HT22 cells derived from mouse hippocampal neuronal cell line (cat. no. CC-Y2137; Shanghai Enzyme Research Biotechnology Co., Ltd.) were utilized. Ηigh sugar medium DMEM (cat. no. 01-043-1A; Biological Industries) with 1% penicillin-streptomycin liquid (cat. no. 03-031-5B; Biological Industries) and 10% fetal bovine serum (cat. no. 504090618; Shanghai Yeasen Biotechnology Co., Ltd.) were used for cell culture at 37˚C with 5% CO₂ in a HF90 incubator (Shanghai Lishen Scientific Equipment Co., Ltd.). When the cells proliferated to the logarithmic growth period, they were transferred into 6-well plates at a concentration of 1x10⁵/ml for the subsequent experiments. G-Rb₃ (cat. no. CCPE900218; Henan Wanjia Standard Material R&D Center Co., Ltd.; https://cdn.bzwzzx.com/product/search.html?keywords=G-Rb3&pageindex=1; purity ≥99.86%) was dissolved in phosphate-buffered saline to a mother liquor concentration of 1 mmol/l. The cells were randomly divided into 4 groups: Control group, OGD/R group, G-Rb₃ high dose group (10 µmol/l) and G-Rb₃ low dose group (5 µmol/l). Since relevant cell safety experiments were already conducted in the previous study, it was found that the effective concentrations of G-Rb₃ to improve OGD/R were 2.5, 5 and 10 µmol/l (12); For the present study, it was observed that the most effective drug concentrations were 5 and 10 µmol/l and were therefore selected for the experiments.

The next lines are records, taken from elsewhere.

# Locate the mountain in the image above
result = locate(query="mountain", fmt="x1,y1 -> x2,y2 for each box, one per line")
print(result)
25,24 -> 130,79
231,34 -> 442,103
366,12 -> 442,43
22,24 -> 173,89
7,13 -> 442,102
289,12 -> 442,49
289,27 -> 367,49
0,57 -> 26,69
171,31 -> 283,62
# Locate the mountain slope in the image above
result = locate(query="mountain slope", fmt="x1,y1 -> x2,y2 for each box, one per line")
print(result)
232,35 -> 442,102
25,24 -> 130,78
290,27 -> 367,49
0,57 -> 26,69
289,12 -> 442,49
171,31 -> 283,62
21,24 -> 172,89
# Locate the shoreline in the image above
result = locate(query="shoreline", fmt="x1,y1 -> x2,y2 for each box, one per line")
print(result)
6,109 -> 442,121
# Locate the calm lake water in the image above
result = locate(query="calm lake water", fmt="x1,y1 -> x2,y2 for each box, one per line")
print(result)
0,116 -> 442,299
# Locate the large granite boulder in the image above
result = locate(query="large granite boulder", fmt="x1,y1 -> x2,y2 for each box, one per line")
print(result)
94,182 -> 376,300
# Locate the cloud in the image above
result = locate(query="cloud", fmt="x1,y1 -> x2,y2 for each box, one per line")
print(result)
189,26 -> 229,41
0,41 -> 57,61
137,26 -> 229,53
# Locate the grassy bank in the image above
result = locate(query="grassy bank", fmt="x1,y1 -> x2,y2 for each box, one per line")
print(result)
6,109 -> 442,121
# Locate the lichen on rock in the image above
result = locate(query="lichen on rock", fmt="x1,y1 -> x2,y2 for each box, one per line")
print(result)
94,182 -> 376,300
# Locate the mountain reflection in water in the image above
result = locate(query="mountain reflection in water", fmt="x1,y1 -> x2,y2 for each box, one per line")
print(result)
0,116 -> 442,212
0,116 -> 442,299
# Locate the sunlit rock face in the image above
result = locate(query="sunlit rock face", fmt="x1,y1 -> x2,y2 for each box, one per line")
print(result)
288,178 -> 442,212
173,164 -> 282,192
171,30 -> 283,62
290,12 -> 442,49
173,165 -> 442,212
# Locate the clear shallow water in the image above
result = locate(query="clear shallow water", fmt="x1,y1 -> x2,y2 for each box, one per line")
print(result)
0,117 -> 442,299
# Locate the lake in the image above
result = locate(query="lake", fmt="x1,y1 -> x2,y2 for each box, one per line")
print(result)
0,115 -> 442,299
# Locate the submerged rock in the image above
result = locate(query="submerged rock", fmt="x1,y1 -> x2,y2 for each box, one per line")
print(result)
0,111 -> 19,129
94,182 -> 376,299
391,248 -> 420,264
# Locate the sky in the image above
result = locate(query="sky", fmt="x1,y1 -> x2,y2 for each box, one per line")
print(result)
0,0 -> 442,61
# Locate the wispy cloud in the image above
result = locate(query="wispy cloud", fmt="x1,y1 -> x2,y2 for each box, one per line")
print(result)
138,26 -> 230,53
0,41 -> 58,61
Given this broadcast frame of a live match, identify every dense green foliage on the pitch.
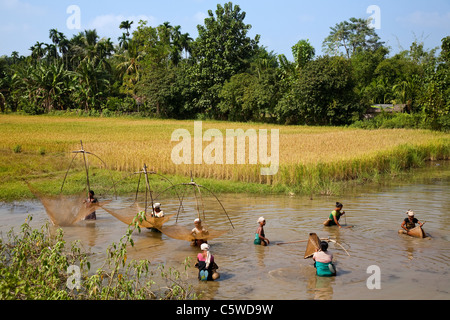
[0,213,199,300]
[0,2,450,130]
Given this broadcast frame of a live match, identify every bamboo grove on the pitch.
[0,2,450,130]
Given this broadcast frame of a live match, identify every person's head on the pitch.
[258,217,266,226]
[320,241,328,252]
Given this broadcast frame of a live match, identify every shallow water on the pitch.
[0,166,450,300]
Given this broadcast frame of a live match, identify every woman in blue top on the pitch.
[313,241,336,277]
[323,202,345,228]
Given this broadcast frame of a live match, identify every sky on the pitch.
[0,0,450,60]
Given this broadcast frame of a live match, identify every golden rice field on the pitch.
[0,115,450,196]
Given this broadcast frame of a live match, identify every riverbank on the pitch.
[0,115,450,201]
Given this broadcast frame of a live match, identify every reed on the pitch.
[0,115,450,199]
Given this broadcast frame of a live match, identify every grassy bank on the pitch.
[0,115,450,200]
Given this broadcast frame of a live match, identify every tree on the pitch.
[189,2,259,118]
[119,20,134,37]
[292,40,316,69]
[276,56,366,125]
[323,18,384,59]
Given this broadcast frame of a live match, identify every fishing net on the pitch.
[30,187,110,227]
[305,233,320,259]
[103,202,174,230]
[161,224,228,241]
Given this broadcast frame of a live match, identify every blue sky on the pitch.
[0,0,450,59]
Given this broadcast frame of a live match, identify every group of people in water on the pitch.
[85,190,423,281]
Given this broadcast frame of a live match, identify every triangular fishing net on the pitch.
[161,224,228,241]
[103,202,174,230]
[29,186,110,227]
[305,233,320,259]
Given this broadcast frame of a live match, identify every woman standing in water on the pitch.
[195,243,220,281]
[253,217,270,247]
[84,190,98,220]
[323,202,345,228]
[313,241,336,277]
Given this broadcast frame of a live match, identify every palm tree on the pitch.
[117,33,130,50]
[119,20,134,37]
[30,41,45,61]
[115,40,143,91]
[180,33,194,59]
[49,29,62,45]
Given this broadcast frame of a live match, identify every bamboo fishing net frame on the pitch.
[152,175,234,241]
[60,140,117,198]
[27,140,116,226]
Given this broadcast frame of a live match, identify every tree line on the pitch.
[0,2,450,129]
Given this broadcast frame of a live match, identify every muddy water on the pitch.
[0,166,450,300]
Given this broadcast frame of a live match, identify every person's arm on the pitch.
[333,213,342,228]
[402,220,408,231]
[258,227,270,244]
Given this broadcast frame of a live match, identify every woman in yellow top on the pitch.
[323,202,345,228]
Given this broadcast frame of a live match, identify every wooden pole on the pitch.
[80,140,91,193]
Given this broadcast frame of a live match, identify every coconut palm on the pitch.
[119,20,134,37]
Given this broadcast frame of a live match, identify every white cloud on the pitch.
[397,11,450,28]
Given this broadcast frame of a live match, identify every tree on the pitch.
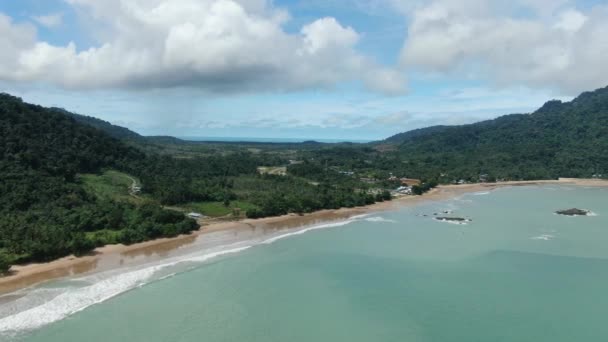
[0,251,11,274]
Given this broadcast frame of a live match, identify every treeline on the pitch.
[238,175,391,218]
[379,88,608,182]
[0,95,197,273]
[0,95,390,273]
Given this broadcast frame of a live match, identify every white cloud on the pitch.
[32,13,63,28]
[0,0,405,93]
[401,0,608,94]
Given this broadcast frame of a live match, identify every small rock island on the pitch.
[555,208,590,216]
[435,217,472,223]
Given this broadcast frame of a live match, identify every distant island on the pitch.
[555,208,591,216]
[0,88,608,273]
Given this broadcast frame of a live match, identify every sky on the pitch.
[0,0,608,140]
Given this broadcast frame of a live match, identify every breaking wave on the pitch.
[0,214,374,340]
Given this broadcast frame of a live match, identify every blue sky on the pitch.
[0,0,608,140]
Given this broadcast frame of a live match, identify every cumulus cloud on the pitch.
[32,13,63,28]
[0,0,405,93]
[395,0,608,94]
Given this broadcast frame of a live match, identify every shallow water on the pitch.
[0,186,608,342]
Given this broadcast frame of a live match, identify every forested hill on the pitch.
[381,126,453,144]
[0,94,197,274]
[392,87,608,180]
[52,108,143,140]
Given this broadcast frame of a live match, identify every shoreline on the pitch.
[0,178,608,296]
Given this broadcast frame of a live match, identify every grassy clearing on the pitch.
[78,170,141,203]
[183,201,257,217]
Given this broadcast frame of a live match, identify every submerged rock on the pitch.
[555,208,590,216]
[435,217,473,223]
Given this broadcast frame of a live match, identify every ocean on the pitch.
[0,185,608,342]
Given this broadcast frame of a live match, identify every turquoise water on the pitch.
[0,186,608,342]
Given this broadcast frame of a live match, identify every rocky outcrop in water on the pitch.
[555,208,590,216]
[435,217,472,223]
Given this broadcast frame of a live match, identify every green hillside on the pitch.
[0,94,197,273]
[388,88,608,181]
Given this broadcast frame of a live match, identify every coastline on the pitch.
[0,178,608,296]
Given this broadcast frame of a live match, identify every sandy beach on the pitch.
[0,178,608,296]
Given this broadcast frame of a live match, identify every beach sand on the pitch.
[0,178,608,296]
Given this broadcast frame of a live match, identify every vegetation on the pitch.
[379,88,608,182]
[0,84,608,273]
[0,95,197,270]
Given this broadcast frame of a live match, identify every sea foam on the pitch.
[0,214,369,334]
[365,216,396,223]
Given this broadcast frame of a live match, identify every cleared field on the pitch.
[78,170,141,203]
[182,201,257,217]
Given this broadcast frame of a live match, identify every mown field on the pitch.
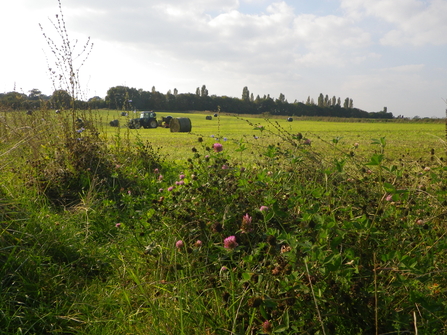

Na₂S₂O₄ is an effective oxygen scavenger without harming the cells, thus Na₂S₂O₄ (cat. no. S817915; Shanghai Macklin Biochemical Co., Ltd.) was chosen to simulate the OGD/R model in this experiment. When the cell density increased to 80-90%, except for the control group which was left untreated, the remaining groups were incubated with 10 mmol/l Na₂S₂O₄ in sugar-free DMEM (cat. no. 01-042-1A; Biological Industries) at 37˚C for 2 h and then replaced with serum-free high-sugar DMEM at 37˚C for 2 h in order to replicate the in vitro OGD/R model. Meanwhile, in the G-Rb₃ group, the drug started being added 24 h before modelling, and continued until the end of re-glycation and reoxygenation.

HT22 cells were used to inoculate 6-well plates at a uniform inoculum density of 1x10⁵/ml (2 ml cell suspension per well). When cells proliferated to logarithmic growth phase, a total of 1 ml EDTA-free trypsin (cat. no. 15050-065; Thermo Fisher Scientific, Inc.) was added to each well at 37˚C for 1 min, followed by the addition of trypan blue (cat. no. G1019; Wuhan Servicebio Technology Co., Ltd.), which was mixed with the cell suspension at a ratio of 1:9 and was then left to stand at room temperature for 2 min. A 20 µl aliquot of the cell suspension was aspirated to a hemocytometer for observation under an inverted microscope (DMI1; Leica Microsystems Ltd.). In total, four large squares in the field of vision of the hemocytometer were selected for counting cells. Subsequently, the cell viability was calculated.

HT22 cells were used to inoculate 6-well plates at a uniform inoculum density of 1x10⁵/ml (2 ml cell suspension per well). The cells were digested with 1 ml of EDTA-free trypsin at 37˚C for 1 min and were subsequently collected. Annexin V-AbFluor^™ 488/PI apoptosis detection kit (cat. no. KTA0002; Abbkine Scientific Co., Ltd.) was utilized. The cells were first resuspended in 100 µl AnnexinV Binding Buffer diluted in deionized water to which, 5 µl of AnnexinV-AbFluor^TM488 was added, and then incubated on ice for 15 min. A total of 2 µl propidium iodide dye was pre-added. Detected was performed by flow cytometry (FACSCelesta; BD Biosciences) within 30 min. BD FACSDiva^™ software (v8.0.1.1;) was used to analyze data.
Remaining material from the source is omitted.